Consumer confidence jumped in May as tariff delays with the EU and India eased immediate trade pressure and lifted market sentiment. Still, weak capital goods orders and cautious Fed messaging suggest businesses remain hesitant to invest, and interest rates are likely to remain elevated in the short and medium term until inflation slows and trade policy becomes clearer.

⚡ Institutional Capital Pours Into Data Centers

Strong AI-related demand is driving a wave of institutional investment into data infrastructure, with Chamath Palihapitiya backing a $51M land deal, Harrison Street raising $1B in a month, and Prologis acquiring an 831-acre Georgia site for a planned $17B development. Energy providers like PG&E are reporting surging requests for large-scale power access, while new federal support for nuclear reflects growing urgency to expand capacity for this rapidly scaling sector.
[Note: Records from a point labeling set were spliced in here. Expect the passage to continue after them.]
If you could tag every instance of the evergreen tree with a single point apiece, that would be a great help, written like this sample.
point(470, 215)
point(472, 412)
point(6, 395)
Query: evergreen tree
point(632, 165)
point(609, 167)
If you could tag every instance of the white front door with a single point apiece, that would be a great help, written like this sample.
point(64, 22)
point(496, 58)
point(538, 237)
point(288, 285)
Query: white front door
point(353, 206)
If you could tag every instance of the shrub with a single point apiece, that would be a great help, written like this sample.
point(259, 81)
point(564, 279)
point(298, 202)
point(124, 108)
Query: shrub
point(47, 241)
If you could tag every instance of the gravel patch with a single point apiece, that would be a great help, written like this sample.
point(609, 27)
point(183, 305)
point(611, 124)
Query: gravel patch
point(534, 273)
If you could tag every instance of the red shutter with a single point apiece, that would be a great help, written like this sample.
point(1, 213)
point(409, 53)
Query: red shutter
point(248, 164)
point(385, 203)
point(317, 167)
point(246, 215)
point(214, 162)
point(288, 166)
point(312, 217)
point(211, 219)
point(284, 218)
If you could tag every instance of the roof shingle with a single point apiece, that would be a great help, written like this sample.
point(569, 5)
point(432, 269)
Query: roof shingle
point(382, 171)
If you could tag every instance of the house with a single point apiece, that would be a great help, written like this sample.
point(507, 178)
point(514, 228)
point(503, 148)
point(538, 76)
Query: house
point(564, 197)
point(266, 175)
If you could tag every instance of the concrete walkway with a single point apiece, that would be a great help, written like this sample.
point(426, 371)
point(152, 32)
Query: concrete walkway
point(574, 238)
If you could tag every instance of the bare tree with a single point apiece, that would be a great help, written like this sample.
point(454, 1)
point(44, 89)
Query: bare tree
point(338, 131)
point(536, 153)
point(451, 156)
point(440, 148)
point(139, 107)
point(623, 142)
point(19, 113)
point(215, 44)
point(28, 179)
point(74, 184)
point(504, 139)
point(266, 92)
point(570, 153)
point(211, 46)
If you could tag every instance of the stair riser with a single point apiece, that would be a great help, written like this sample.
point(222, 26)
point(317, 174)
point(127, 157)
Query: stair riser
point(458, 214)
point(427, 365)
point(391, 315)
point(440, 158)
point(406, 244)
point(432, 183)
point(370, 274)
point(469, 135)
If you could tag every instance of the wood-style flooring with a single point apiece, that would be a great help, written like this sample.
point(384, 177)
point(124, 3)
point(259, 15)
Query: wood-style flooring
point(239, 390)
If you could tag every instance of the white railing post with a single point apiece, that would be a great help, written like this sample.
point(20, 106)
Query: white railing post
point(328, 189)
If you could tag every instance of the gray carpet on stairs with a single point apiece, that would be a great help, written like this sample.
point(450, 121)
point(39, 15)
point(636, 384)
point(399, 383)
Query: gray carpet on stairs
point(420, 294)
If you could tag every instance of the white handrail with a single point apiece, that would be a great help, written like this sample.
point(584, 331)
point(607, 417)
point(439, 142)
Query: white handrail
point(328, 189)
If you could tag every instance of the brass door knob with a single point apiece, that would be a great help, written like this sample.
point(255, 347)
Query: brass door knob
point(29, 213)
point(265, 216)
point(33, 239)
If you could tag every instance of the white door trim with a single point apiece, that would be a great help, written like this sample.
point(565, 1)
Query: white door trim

🏠 Home Price Growth Cools as Inventory Climbs

National home price growth is slowing as rising inventory and a 19% supply surge weigh on momentum, with the Case-Shiller index up just 3.4% year over year in March, down from 4% in February. At the same time, the FHFA index shows a 4% annual gain in Q1, led by strength in the Northeast and Midwest, while luxury pending sales dropped nearly 10% as economic uncertainty sidelines high-end buyers.

Savannah, Georgia

This Week in Real Estate: Key Events & Data

Quick Markets

30Y Mortgage: 6.97%
10Y Treasury Yield: 4.47% (-2 bps)
FTSE NAREIT Index: 763.15 (+1.74%)
30-day SOFR Average: 4.31%

Market Pulse

Trade optimism lifted consumer sentiment in May, but weak business investment and Fed caution suggest rates will stay elevated until inflation eases and trade policy stabilizes

Consumer confidence jumps in May – Index rose to 98 from 85.7 on trade optimism, marking first increase in six months as hopes for U.S.-China truce lifted outlook across demographics (CNBC)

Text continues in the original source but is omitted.